Las partes fundamentales de un hábitat son los productores (plantas verdes), los consumidores (herbívoros y carnívoros), los organismos responsables de la descomposición (hongos y bacterias), y el componente no viviente o abiótico, formado por materia orgánica muerta y nutrientes presentes en el suelo y el agua. Es de destacar en este punto la función ecológica esencial de los hongos en la naturaleza y en especial en nuestros bosques. Sólo tendríamos que imaginarnos un bosque en donde no se descompusieran las hojas, maderas, excrementos...

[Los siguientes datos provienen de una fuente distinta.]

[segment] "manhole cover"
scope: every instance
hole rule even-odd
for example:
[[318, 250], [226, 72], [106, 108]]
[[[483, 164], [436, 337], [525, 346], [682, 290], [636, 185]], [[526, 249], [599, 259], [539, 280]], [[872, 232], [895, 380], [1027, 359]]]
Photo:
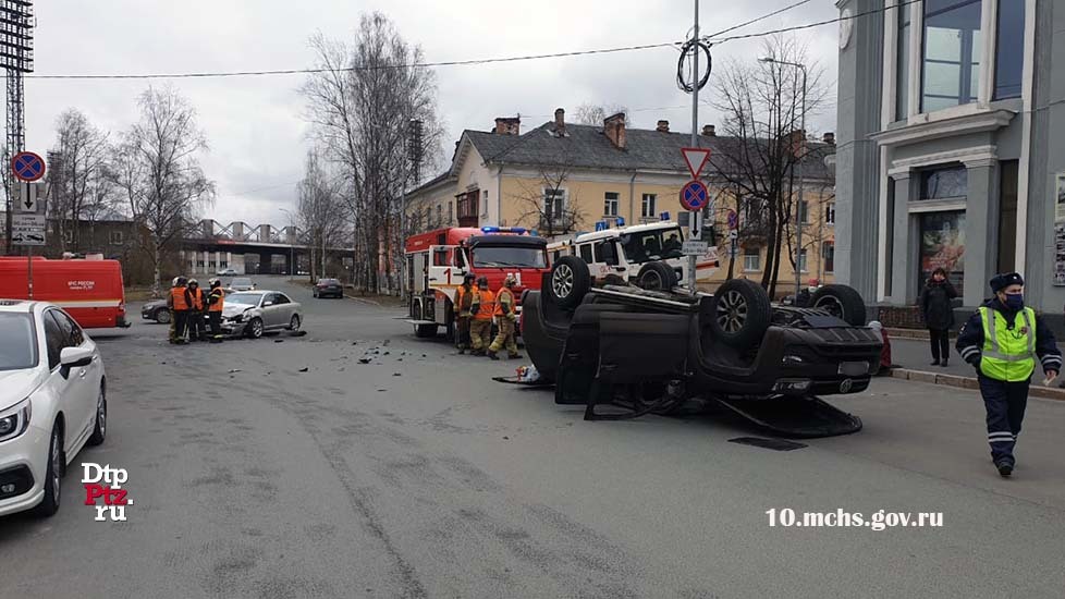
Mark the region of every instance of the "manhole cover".
[[736, 437], [735, 439], [729, 439], [729, 442], [739, 443], [742, 445], [755, 445], [756, 448], [766, 448], [773, 451], [792, 451], [806, 447], [803, 443], [796, 443], [794, 441], [785, 441], [783, 439], [763, 439], [761, 437]]

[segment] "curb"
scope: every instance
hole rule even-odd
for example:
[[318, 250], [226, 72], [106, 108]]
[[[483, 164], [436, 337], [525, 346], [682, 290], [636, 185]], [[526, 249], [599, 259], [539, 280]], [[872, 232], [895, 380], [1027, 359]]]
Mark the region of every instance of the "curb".
[[[911, 370], [909, 368], [893, 368], [892, 378], [911, 380], [915, 382], [927, 382], [944, 387], [956, 387], [958, 389], [979, 390], [980, 383], [976, 377], [959, 377], [957, 375], [943, 375], [940, 372], [927, 372], [925, 370]], [[1042, 387], [1033, 384], [1029, 388], [1028, 394], [1032, 398], [1044, 400], [1057, 400], [1065, 402], [1065, 389], [1056, 387]]]

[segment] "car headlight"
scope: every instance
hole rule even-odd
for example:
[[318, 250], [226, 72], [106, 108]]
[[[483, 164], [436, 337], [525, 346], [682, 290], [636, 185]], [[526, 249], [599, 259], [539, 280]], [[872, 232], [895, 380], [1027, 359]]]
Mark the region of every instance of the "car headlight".
[[33, 413], [29, 399], [0, 412], [0, 441], [19, 437], [29, 428], [29, 417]]

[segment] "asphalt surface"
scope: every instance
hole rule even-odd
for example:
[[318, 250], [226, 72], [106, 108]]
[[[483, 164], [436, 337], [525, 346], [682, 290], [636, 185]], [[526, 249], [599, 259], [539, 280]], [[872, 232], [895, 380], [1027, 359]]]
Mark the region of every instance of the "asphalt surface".
[[[909, 381], [830, 399], [865, 429], [788, 452], [720, 414], [586, 423], [491, 381], [518, 363], [260, 279], [307, 335], [94, 334], [109, 437], [59, 514], [0, 518], [0, 597], [1062, 597], [1063, 402], [1031, 400], [1009, 480], [979, 395]], [[128, 470], [127, 522], [94, 522], [82, 462]], [[943, 525], [771, 527], [787, 508]]]

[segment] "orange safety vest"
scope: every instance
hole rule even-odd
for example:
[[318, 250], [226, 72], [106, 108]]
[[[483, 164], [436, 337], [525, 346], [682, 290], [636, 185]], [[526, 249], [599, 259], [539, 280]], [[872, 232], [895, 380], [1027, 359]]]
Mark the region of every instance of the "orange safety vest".
[[478, 305], [477, 314], [474, 315], [475, 320], [491, 320], [492, 315], [495, 314], [495, 294], [490, 290], [477, 290], [477, 295], [474, 296], [474, 304]]
[[185, 291], [187, 288], [174, 288], [170, 290], [170, 297], [174, 303], [174, 310], [187, 310], [188, 302], [185, 302]]
[[225, 292], [220, 288], [215, 288], [211, 290], [211, 296], [218, 297], [218, 301], [211, 304], [207, 308], [207, 311], [222, 311], [222, 304], [225, 303]]
[[[506, 301], [504, 302], [504, 300]], [[506, 311], [503, 311], [503, 304], [506, 304]], [[514, 292], [503, 285], [495, 294], [495, 316], [506, 316], [507, 314], [514, 314]]]
[[204, 290], [201, 290], [199, 288], [196, 288], [196, 289], [189, 288], [188, 289], [188, 295], [189, 295], [189, 297], [193, 298], [193, 309], [194, 310], [197, 310], [197, 311], [203, 310], [204, 309]]

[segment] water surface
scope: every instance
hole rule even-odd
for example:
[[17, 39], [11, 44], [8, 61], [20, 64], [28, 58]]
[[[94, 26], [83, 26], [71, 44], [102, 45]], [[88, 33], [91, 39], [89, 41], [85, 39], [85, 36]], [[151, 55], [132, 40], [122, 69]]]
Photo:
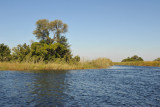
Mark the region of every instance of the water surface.
[[160, 107], [160, 68], [0, 71], [0, 107]]

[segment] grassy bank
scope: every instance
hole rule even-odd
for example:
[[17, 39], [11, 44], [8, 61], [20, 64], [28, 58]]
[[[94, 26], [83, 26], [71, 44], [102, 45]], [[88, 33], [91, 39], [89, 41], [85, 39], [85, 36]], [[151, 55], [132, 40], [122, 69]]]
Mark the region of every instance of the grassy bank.
[[78, 63], [18, 63], [18, 62], [0, 62], [0, 70], [73, 70], [73, 69], [98, 69], [107, 68], [112, 65], [111, 60], [99, 58], [92, 61]]
[[160, 61], [113, 62], [113, 65], [133, 65], [133, 66], [160, 67]]

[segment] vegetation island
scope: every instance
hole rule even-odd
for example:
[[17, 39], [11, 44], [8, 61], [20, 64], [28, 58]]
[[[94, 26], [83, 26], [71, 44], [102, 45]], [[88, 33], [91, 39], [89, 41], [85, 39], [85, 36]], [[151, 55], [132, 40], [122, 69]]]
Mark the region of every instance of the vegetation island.
[[111, 66], [112, 61], [107, 58], [82, 62], [79, 56], [73, 57], [64, 36], [67, 31], [68, 25], [61, 20], [38, 20], [33, 34], [39, 42], [19, 44], [12, 48], [12, 52], [9, 46], [0, 44], [0, 70], [71, 70]]
[[160, 66], [160, 58], [144, 61], [137, 55], [121, 62], [112, 62], [108, 58], [82, 62], [78, 55], [72, 55], [64, 36], [67, 31], [68, 25], [61, 20], [38, 20], [33, 34], [39, 42], [32, 42], [31, 45], [19, 44], [12, 51], [9, 46], [0, 44], [0, 70], [97, 69], [112, 65]]

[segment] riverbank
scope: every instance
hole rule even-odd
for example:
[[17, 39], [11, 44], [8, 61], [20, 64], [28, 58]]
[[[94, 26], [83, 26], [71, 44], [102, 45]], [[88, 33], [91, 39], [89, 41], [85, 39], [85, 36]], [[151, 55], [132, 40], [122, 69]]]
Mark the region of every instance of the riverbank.
[[132, 65], [132, 66], [160, 67], [160, 61], [113, 62], [113, 65]]
[[0, 62], [0, 70], [74, 70], [74, 69], [100, 69], [112, 65], [112, 61], [105, 58], [99, 58], [92, 61], [78, 63], [18, 63], [18, 62]]

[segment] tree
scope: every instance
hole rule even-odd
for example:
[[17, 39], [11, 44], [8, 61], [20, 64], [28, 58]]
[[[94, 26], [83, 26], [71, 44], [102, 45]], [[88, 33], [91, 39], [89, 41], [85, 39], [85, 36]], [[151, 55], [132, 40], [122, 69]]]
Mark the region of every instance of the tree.
[[154, 61], [160, 61], [160, 58], [155, 59]]
[[143, 61], [143, 59], [141, 57], [138, 57], [137, 55], [134, 55], [131, 58], [128, 57], [126, 59], [123, 59], [121, 62], [131, 62], [131, 61]]
[[0, 61], [9, 61], [11, 59], [11, 51], [7, 45], [0, 44]]
[[12, 57], [14, 60], [17, 60], [19, 62], [22, 61], [29, 61], [30, 58], [30, 46], [24, 43], [23, 45], [17, 45], [17, 47], [14, 47], [12, 53]]
[[61, 20], [54, 20], [49, 23], [49, 29], [53, 32], [54, 40], [60, 43], [61, 34], [68, 31], [68, 25], [63, 23]]
[[36, 30], [33, 31], [33, 34], [36, 35], [37, 39], [41, 41], [48, 41], [51, 38], [49, 37], [49, 21], [47, 19], [41, 19], [36, 22]]

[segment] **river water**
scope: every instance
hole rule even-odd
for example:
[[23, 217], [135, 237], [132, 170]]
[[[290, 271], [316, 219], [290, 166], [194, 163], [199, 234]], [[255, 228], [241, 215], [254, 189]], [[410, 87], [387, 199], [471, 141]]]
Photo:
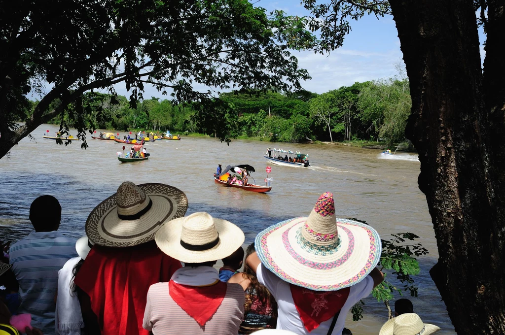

Teóricamente un hábitat se puede definir, como: "extensión topográfica homogénea en sus componentes físicos y bióticos a la escala del fenómeno estudiado" (Blondel, 1979, 1995). Por tanto, un hábitat es una entidad espacial tridimensional que comprende al menos la interacción de entre el aire, el agua y la tierra, e incluye el ambiente físico y las comunidades de animales, plantas, hongos y otros organismos que lo ocupan, y es una entidad fractal en tanto su definición depende de la escala a la que se considera. "Las condiciones en las que un conjunto de especies se encuentran en el hábitat son similares en toda la superficie del hábitat, pero no todas las características del hábitat se encuentran siempre en un mismo punto". (Blondel, 1979, 1995).
Los ecólogos utilizan el término "Hábitat" para hacer referencia al lugar en que puede encontrarse una especie y el termino "Nicho Ecológico" para aludir a la función ecológica de un organismo en su comunidad. En otras palabras, el hábitat es el lugar donde vive y el nicho es su profesión y como esta interactúa y es restringido por otras especies. Por su sencillez, fácil comprensión y por ajustarse más a los objetivos de esta sección, este es el sentido que daremos a la palabra Hábitat, de aquí en adelante.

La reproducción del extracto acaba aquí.